How to Roll a Custom Estimator in PySpark mllib

I am trying to build a simple custom Estimator in PySpark MLlib. I have here that it is possible to write a custom Transformer but I am not sure how to do it on an Estimator. I also don't understand what @keyword_only does and why do I need so many setters and getters. Scikit-learn seem to have a proper document for custom models (see here but PySpark doesn't.

Pseudo code of an example model:

class NormalDeviation():
    def __init__(self, threshold = 3):
    def fit(x, y=None):
       self.model = {'mean': x.mean(), 'std': x.std()]
    def predict(x):
       return ((x-self.model['mean']) > self.threshold * self.model['std'])
    def decision_function(x): # does ml-lib support this?

Generally speaking there is no documentation because as for Spark 1.6 / 2.0 most of the related API is not intended to be public. It should change in Spark 2.1.0 (see SPARK-7146).

API is relatively complex because it has to follow specific conventions in order to make given Transformer or Estimator compatible with Pipeline API. Some of these methods may be required for features like reading and writing or grid search. Other, like keyword_only are just a simple helpers and not strictly required.

Assuming you have defined following mix-ins for mean parameter:

from pyspark.ml.pipeline import Estimator, Model, Pipeline
from pyspark.ml.param.shared import *
from pyspark.sql.functions import avg, stddev_samp


class HasMean(Params):

    mean = Param(Params._dummy(), "mean", "mean", 
        typeConverter=TypeConverters.toFloat)

    def __init__(self):
        super(HasMean, self).__init__()

    def setMean(self, value):
        return self._set(mean=value)

    def getMean(self):
        return self.getOrDefault(self.mean)

standard deviation parameter:

class HasStandardDeviation(Params):

    stddev = Param(Params._dummy(), "stddev", "stddev", 
        typeConverter=TypeConverters.toFloat)

    def __init__(self):
        super(HasStandardDeviation, self).__init__()

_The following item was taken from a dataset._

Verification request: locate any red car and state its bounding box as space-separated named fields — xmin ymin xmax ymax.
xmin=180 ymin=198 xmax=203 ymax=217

    def setStddev(self, value):
        return self._set(stddev=value)

    def getStddev(self):
        return self.getOrDefault(self.stddev)

and threshold:

class HasCenteredThreshold(Params):

    centered_threshold = Param(Params._dummy(),
            "centered_threshold", "centered_threshold",
            typeConverter=TypeConverters.toFloat)

    def __init__(self):
        super(HasCenteredThreshold, self).__init__()

    def setCenteredThreshold(self, value):
        return self._set(centered_threshold=value)

    def getCenteredThreshold(self):
        return self.getOrDefault(self.centered_threshold)

you could create basic Estimator as follows:

class NormalDeviation(Estimator, HasInputCol, 
        HasPredictionCol, HasCenteredThreshold):

    def _fit(self, dataset):
        c = self.getInputCol()
        mu, sigma = dataset.agg(avg(c), stddev_samp(c)).first()
        return (NormalDeviationModel()
            .setInputCol(c)
            .setMean(mu)
            .setStddev(sigma)
            .setCenteredThreshold(self.getCenteredThreshold())
            .setPredictionCol(self.getPredictionCol()))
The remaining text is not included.